Credit cards are becoming increasingly hard for consumers to get their hands on and are costing more as providers raise their rates to stave off the credit crisis.
People who borrow on their credit card are suffering at the hands of the squeeze on liquidity as providers have increased the interest rates they charge by an average of 0.56 per cent in the last six months, from 16.56 per cent to 17.12 per cent, according to MoneyExpert.com.
Despite the Bank of England cutting the base rate three times over the last three months – which has seen it drop from 5.75 per cent to five per cent – research has shown that rates of borrowing have continued to rise, and balance transfer fees have gone up even more, by 0.83 per cent, from 15.12 per cent to 15.95 per cent.
Those who think that they will simply move from their current provider to a more competitive deal might have to think again, because lenders are not only increasing interest rates but are also making it harder to secure credit by tightening their criteria for new customers to avoid problem borrowers who cannot repay their debts.
MoneyExpert.com has found that credit card
companies have already accumulated £3.1 billion by reducing customers' credit limits to curb their spending.
"Everyone is finding it more difficult to make ends meet as the cost of living rises. People will want to turn to credit and that means splashing the cash on the plastic." Sean Gardner of MoneyExpert.com said.
"Most of us would normally seek out a new zero per cent deal to tide us over the bad times, but with lenders playing a cautious game getting one of those cards is more difficult than it used to be. You'll need to convince the card company that you can afford to repay your debts.
"This means more of us will have to use our current credit card and if the zero per cent deal has expired you'll be borrowing money at a rate of around 16 per cent. So be careful what you spend on the plastic because the interest will soon mount up."

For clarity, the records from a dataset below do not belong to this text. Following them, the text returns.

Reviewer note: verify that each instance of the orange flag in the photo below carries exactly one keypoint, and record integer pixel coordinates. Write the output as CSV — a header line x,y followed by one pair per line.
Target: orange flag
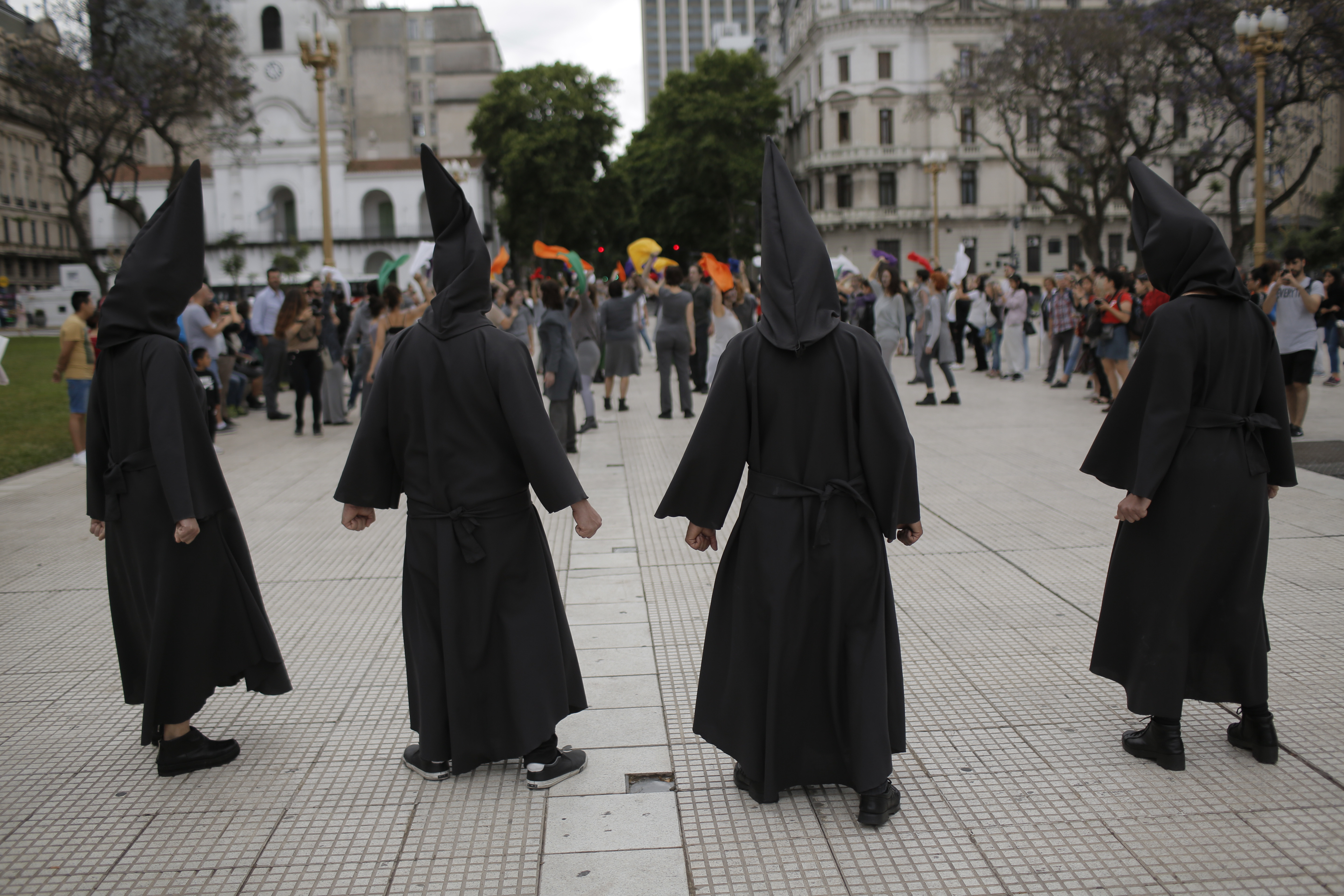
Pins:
x,y
718,272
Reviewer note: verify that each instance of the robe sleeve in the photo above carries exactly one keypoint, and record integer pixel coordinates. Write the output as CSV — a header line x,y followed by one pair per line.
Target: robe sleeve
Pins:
x,y
886,448
1139,440
707,479
371,477
173,404
548,468
96,451
1273,401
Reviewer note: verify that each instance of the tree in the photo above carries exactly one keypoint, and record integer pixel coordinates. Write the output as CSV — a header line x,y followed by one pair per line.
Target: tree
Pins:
x,y
693,174
182,66
545,132
89,123
1214,70
1324,244
1070,96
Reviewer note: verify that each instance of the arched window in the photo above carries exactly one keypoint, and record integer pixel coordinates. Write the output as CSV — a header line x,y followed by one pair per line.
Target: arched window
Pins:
x,y
380,221
284,216
374,264
271,37
427,228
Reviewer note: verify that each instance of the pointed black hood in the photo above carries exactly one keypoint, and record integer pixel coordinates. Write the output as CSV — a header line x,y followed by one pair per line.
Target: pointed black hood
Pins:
x,y
162,271
462,266
799,299
1182,248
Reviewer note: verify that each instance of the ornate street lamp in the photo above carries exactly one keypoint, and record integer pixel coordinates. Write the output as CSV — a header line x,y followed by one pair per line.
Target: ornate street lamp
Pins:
x,y
1260,37
319,54
935,163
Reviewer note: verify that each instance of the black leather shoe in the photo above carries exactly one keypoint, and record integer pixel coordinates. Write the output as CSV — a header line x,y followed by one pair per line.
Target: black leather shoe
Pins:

Meanwhile, Nationwide has urged credit card companies
to make customers aware of the order in which they are repaying their debts, because most providers will clear the cheapest debts first.
All credit card companies will soon have to include this information on statements, but Nationwide suggests that they do so now, because until the new Department for Business, Enterprise and Regulatory reform rules comes into affect, customers could have paid out another £500 million in interest.
Jeremy Wood, divisional director at Nationwide, is calling on the industry to "do the right thing for consumers and implement the change now," rather than waiting until the October 2008 deadline to implement the changes.
"Most providers apply payments to the cheapest debt first making it more expensive for the consumer and more profitable for them." he said. "What seems like a good deal at first can become unnecessarily costly for cardholders unless they clear their balance in full."